In den grünen Augen des Gryffindors hatten sich Tränen gesammelt, die er versuchte mit aller Kraft zurückzuhalten.
„Ich werde nicht gehen, bis du mir sagst, was du hier machst, Lupin.", entgegnete ihm Severus mit ernster Stimme und richtete seinen Zauberstab auf den Jungen.
Remus ließ seinen Arm langsam sinken und setzte sich wieder auf den Boden.
Eine Träne rollte ihm über das vernarbte Gesicht.
„Ich bekomme diesen Trank einfach nicht hin.", murmelte er und fing leise an zu schluchzen, „Und dabei habe ich schon versucht, mit Hilfe dieses Buchs meinen Trank zu brauen, aber-"
Severus' Augen fingen an zu funkeln, als er sah, wie Remus das Buch aus seiner Tasche zog, welches er am Vorabend im Artefakteraum vergessen hatte.
„Gib das her!", drohte der Slytherin und kam einen Schritt näher auf ihn zu.
Etwas verwirrt schaute Remus zuerst auf das Buch, dann auf Severus und dann wieder auf das Buch.
„Nein, das kann ich nicht! Es stehen merkwürdige Dinge in dem Buch, die angeblich zur Verbesserung von Tränken dienen sollen.", erklärte Remus und presste das Buch fest an seine Brust.
„Verdammt nochmal, Lupin! Gib es her!", schrie Severus und schmiss sich auf den Gryffindor, um ihm das Buch zu entreißen.
Remus wich vor Schreck zurück und stieß dabei aus Versehen den kochend-heißen Kessel um.
Die Flüssigkeit verteilte sich auf dem ganzen Boden und tränkte den Umhang von Remus in ein schimmerndes Grün.

Unruhig tippte Sirius mit seinen Fingern auf dem Tisch. Remus war schon länger weg als sonst.
„Wo bleibt denn Moony?", fragte er James, der ebenso unruhig schien.
James ließ seinen Blick durch die große Halle wandern. Von Remus fehlte jede Spur.
„Denkst du, es gibt ein Problem mit dem Trank?", fragte Sirius.
„Ob es Probleme mit dem Trank gibt weiß ich nicht, aber beim Tisch der Slytherins scheint es auch ein Problem zu geben.", meldete sich Peter zu Wort und zeigte zu Lucius und Bellatrix, die besorgt durch die Halle schauten.
„Anscheinend ist Snape auch verschwunden. Liegt wahrscheinlich halbtot im Krankenflügel!", kicherte James und schaute zu Lily, die direkt neben ihm saß. Doch Lily schien über den Kommentar von James nicht sonderlich erfreut zu sein.
„Sei nicht so gemein, James. Was ist, wenn Snape etwas zugestoßen ist?", sagte Lily verängstigt und biss sich auf die Unterlippe.
„Oh ja, vielleicht ist er einem Troll begegnet!", höhnte James.
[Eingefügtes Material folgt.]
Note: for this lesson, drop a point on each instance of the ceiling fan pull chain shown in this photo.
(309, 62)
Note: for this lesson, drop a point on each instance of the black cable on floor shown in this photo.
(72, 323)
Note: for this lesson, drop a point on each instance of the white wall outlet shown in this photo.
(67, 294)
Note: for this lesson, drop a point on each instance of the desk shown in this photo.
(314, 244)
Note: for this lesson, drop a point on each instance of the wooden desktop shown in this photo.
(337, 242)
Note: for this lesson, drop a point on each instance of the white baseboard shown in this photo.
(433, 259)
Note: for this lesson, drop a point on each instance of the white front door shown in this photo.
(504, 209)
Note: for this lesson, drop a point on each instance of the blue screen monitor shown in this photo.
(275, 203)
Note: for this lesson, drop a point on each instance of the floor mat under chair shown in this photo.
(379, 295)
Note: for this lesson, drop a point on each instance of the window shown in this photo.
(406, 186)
Peter fing sofort an zu lachen und präsentierte somit jedem seine viel zu langen Vorderzähne.

Plötzlich stand Sirius auf und rief: „Da ist er! Da ist Moony!"
Sirius rannte hinüber zum Eingang der Halle und umarmte seinen Freund.
„Moony, wir haben uns solche Sorgen gemacht! Wo warst du und..", er trat einen Schritt zurück und sah Remus von oben bis unten an, „Wie siehst du überhaupt aus?"
Die grüne Flüssigkeit des Tranks tropfte von seinem Umhang auf den Boden. Seine braunen Haare waren zerzaust und sein Pullover hatte einige kleine Löcher.
Das es eine Auseinandersetzung mit Severus gab und sie sich wegen einem Buch geprügelt hatten, wollte er erstmal nicht ansprechen.
„Mir ist der Trank nicht gelungen, Tatze.", Remus atmete mit weinerlicher Stimme besorgt aus, sodass seine Stimme zitterte.
Wieder nahm Sirius ihn in den Arm und drückte ihn sanft an sich.

Remus setzte sich neben Lily, die ihm einen Platz freigehalten hatte.
„Moony, du siehst ja furchtbar aus! Was ist passiert?", fragte sie und legte ihre Hand auf seine Hand.
„Ach nichts, Lily.", log Remus und schaute zum Tisch der Slytherins. Er sah Lucius und Bellatrix, die verzweifelt in ihrem Abendessen herumstocherten.
Severus war noch nicht zurückgekehrt.
So langsam machte er sich auch Sorgen.
„Bitte, Remus. Was bedrückt dich?", tastete sie sich vorsichtig heran und nahm einen Schluck von ihrem Kürbissaft.
Der braunhaarige Junge senkte seinen Kopf ein wenig und flüsterte: „Es gab Probleme mit dem Wolfsbanntrank. Nicht einmal dieses dämliche Buch konnte mir weiterhelfen."
Remus zog das Buch, welches er im Artefakteraum gefunden hatte, aus seiner Tasche und gab es seiner besten Freundin.
Lily schlug neugierig die erste Seite des Buchs auf.
„Und wer der Halbblutprinz sein soll weiß ich auch nicht.", seufzte Remus.
Lily lächelte und strich mit ihrem Zeigefinger über Signatur.
„Vielleicht solltest du Snape um Hilfe bitten, wenn du Probleme mit Tränken hast.", sagte sie und gab ihm das Buch zurück.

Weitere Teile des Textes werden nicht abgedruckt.